Advances in Foxp3+ regulatory T cells (Foxp3+ Treg) and key factors in digestive malignancies

Abstract

Foxp3+ regulatory T cells (Foxp3+ Treg) play a role in regulating various types of tumors, but uncertainty still exists regarding the exact mechanism underlying Foxp3+ Treg activation in gastrointestinal malignancies. As of now, research has shown that Foxp3+ Treg expression, altered glucose metabolism, or a hypoxic tumor microenvironment all affect Foxp3+ Treg function in the bodies of tumor patients. Furthermore, it has been demonstrated that post-translational modifications are essential for mature Foxp3 to function properly. Additionally, a considerable number of non-coding RNAs (ncRNAs) have been implicated in the activation of the Foxp3 signaling pathway. These mechanisms regulating Foxp3 may one day serve as potential therapeutic targets for gastrointestinal malignancies. This review primarily focuses on the properties and capabilities of Foxp3 and Foxp3+Treg. It emphasizes the advancement of research on the regulatory mechanisms of Foxp3 in different malignant tumors of the digestive system, providing new insights for the exploration of anticancer treatments.

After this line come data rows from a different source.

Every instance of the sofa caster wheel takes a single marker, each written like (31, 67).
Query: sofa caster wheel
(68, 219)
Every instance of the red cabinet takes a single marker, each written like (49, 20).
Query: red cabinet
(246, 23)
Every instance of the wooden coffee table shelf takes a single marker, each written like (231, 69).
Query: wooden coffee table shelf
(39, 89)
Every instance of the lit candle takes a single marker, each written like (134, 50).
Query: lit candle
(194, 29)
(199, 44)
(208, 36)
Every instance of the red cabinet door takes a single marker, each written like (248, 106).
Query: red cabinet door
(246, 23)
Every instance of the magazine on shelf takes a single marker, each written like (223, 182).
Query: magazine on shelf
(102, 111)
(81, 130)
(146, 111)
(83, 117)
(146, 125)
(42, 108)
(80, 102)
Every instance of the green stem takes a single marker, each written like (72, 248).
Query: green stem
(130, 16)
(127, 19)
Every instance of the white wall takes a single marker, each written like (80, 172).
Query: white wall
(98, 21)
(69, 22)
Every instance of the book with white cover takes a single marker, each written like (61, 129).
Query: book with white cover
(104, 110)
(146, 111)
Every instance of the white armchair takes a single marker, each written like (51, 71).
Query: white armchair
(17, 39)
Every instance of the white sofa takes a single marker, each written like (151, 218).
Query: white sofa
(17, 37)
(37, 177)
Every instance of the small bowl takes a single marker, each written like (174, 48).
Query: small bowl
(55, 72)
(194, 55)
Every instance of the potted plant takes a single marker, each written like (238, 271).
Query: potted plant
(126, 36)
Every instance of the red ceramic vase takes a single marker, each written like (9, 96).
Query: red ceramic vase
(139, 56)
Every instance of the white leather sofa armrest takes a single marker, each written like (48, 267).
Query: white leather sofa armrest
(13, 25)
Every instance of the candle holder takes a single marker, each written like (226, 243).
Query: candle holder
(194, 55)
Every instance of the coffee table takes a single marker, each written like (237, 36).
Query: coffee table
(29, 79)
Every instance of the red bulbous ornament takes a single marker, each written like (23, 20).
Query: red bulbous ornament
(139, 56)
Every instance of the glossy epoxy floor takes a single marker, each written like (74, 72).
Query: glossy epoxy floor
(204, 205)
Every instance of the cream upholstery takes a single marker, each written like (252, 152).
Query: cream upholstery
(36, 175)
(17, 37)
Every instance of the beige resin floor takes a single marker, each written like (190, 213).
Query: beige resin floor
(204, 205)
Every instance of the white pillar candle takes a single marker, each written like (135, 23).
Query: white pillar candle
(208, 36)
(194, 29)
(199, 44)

Keywords: FOXP3+ regulatory T cells; Foxp3; Foxp3 transcriptional and post-translational modifications; digestive system malignancies; immunotherapy targeting Foxp3+Treg.

Figure 1

Expression of Foxp3 in relation to T cells and cancer cells in the CRC tumor microenvironment. In colon cancer cells, Foxp3 and microRNA-155 work together to synergistically regulate the transcription of Zinc finger E-box binding homology box 2 (ZEB2), which suppresses ZEB2 expression and boosts anti-tumor immunity, reducing cancer cell growth and metastasis; In addition, Overexpression of Foxp3 also promotes MMP9 expression through the SAM cycle; The decrease of TCF-1 leads to an increase in the binding of Foxp3 to downstream gene regulatory elements, thereby promoting the expression of Treg, inhibiting the proliferation of effector T cells, and promoting the progression of CRC. ZEB2,the Zinc finger E-box binding homology box 2; MMP9, Matrix Metallo Protein 9; TCF-1,T Cell Transcription Factor 1.

Figure 2

The regulation of transcription and translation modifications related to Foxp3 in Foxp3+ Treg cells. The transcription of Foxp3 and the activation process of Foxp3 are regulated by binding to non-coding sequences such as c-Rel, ENO1, and Tet2, like CNS0-3, during transcription. In addition, the long non-coding RNA (lncRNA) Fricr is similar to the Foxp3 genome and can act in cis on the transcription process of Foxp3. Foxp3's post-translational regulation process mainly involves the methylation of PRMT1, glycosylation of PARP-1, cooperative ubiquitination of USP44 and USP7, dephosphorylation of PP1, acetylation regulation of SIRT1 and p300, and glucose metabolism process. The interaction of HIF-1α with Foxp3 protein and other factors can influence the expression and function of Foxp3. TGF-β, Transforming Growth Factor β; USP44, Ubiquitin Specific Peptidase 44; USP7, Ubiquitin Specific Peptidase 7; PRMT1, Protein arginine methyltransferase 1; PARP-1, Poly (adp-ribose) polymerase 1; PPI, Phosphoproteinase 1; TNF-α, Tumor necrosis factor-α; GLUT, The glucose transporter; VEGF, Vascular Endothelial Growth Factor; HIF-1α, Hypoxia-inducible factor-1α; Tet2, Tet methylcytosine dioxygenase 2.